I am working on Chinese sequence-to-sequence generation. I have the following HuggingFace Transformers codes to train a sequence-to-sequence model.
trainer = Seq2SeqTrainer(
model = model,
args = training_args,
train_dataset = tokenized_testset,
eval_dataset = tokenized_evalset,
tokenizer = tokenizer,
data_collator = data_collator,
compute_metrics = compute_metrics,
callbacks = [EarlyStoppingCallback(early_stopping_patience=3)]
)
And the compute_metrics() function is as follows:
def compute_metrics(eval_preds):
preds, labels = eval_preds
if isinstance(preds, tuple):
preds = preds[0]
decoded_preds = tokenizer.batch_decode(preds, skip_special_tokens=True)
labels = np.where(labels != -100, labels, tokenizer.pad_token_id)
decoded_labels = tokenizer.batch_decode(labels, skip_special_tokens=True)
decoded_preds, decoded_labels = postprocess_text(decoded_preds, decoded_labels)
result = metric.compute(predictions=decoded_preds, references=decoded_labels)
results = {"bleu": result["sacrebleu_score"], "chrf": result["chr_f_score"]}
prediction_lens = [np.count_nonzero(pred != tokenizer.pad_token_id) for pred in preds]
results["gen_len"] = np.mean(prediction_lens)
results = {k: round(v, 4) for k, v in results.items()}
return results
def postprocess_text(preds, labels):
preds = [pred.strip() for pred in preds]
labels = [[label.strip()] for label in labels]
return preds, labels
where the tokenizer is BertTokenizer.from_pretrained('fnlp/bart-base-chinese')

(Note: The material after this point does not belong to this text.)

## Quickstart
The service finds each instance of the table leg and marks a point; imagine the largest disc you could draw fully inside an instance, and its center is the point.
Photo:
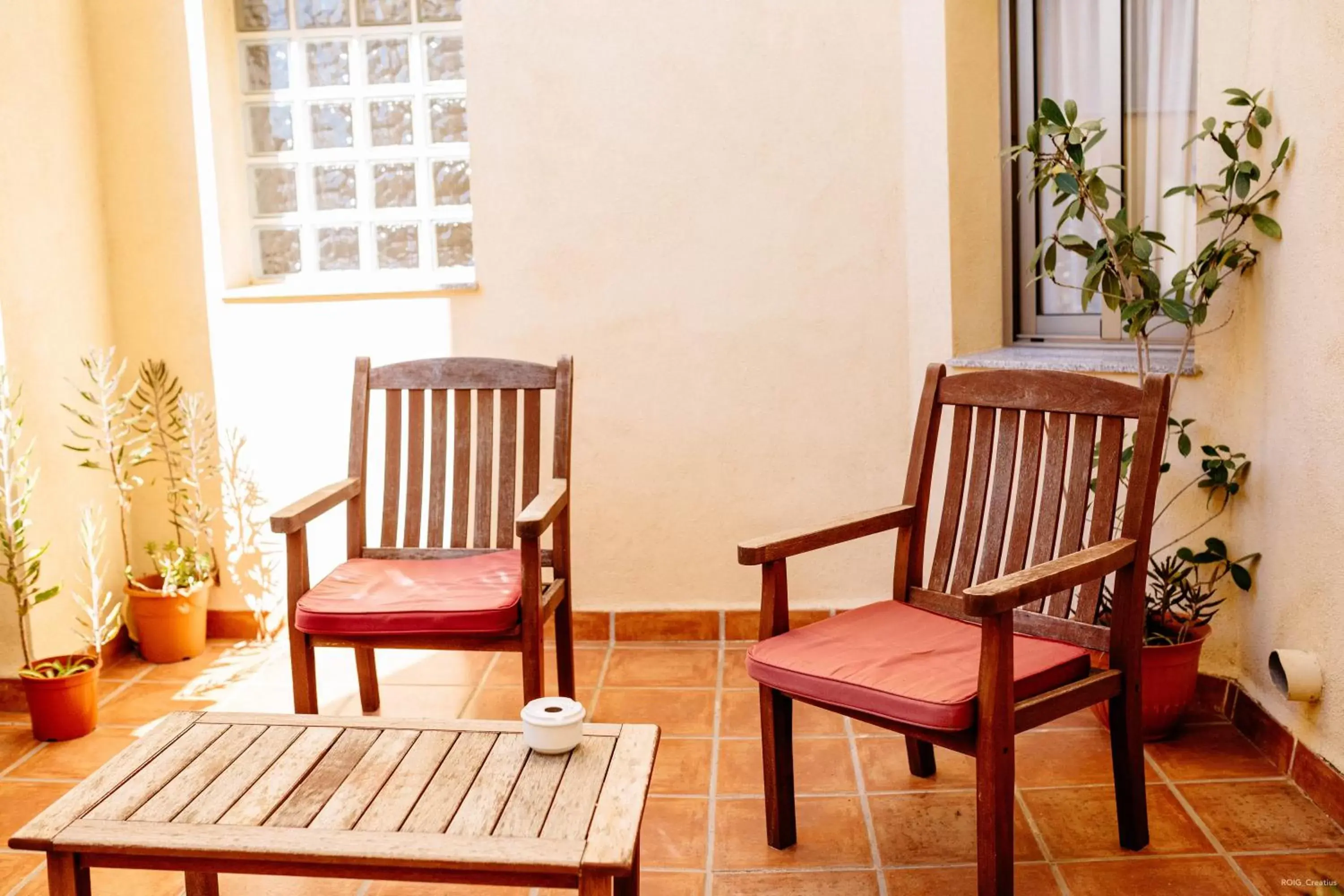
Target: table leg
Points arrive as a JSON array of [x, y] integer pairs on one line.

For the training results, BLEU & chrF++ scores are around 24.126 and 22.440 respectively. However, when I run the following codes to evaluate one of the sentence pairs in the same dataset, the BLEU and chrF++ scores are higher by 10 to 20 points. The codes are in a class, thus the self. in the functions.
def calculate_bleu(self, reference, input_sentence):
bleu = self.sacrebleu.compute(predictions=[input_sentence], references=[reference], tokenize='zh')
return bleu["score"]
def calculate_chrf(self, reference, input_sentence):
chrf = self.chrf.compute(predictions=[input_sentence], references=[reference], word_order=2, lowercase=True)
return chrf["score"]
where self.chrf and self.sacrebleu are defined as:
self.sacrebleu = evaluate.load("sacrebleu")
self.chrf = evaluate.load("chrf")
which evaluate is the evaluate library from import evaluate
I want to investigate the reason behind and I suspect it's the problem within the compute_metrics() function. For the latter approach, it does not pass through the encoding-decoding process at all.
Is there a chance that I can execute the compute_metrics() individually? What should I insert for the eval_preds parameter?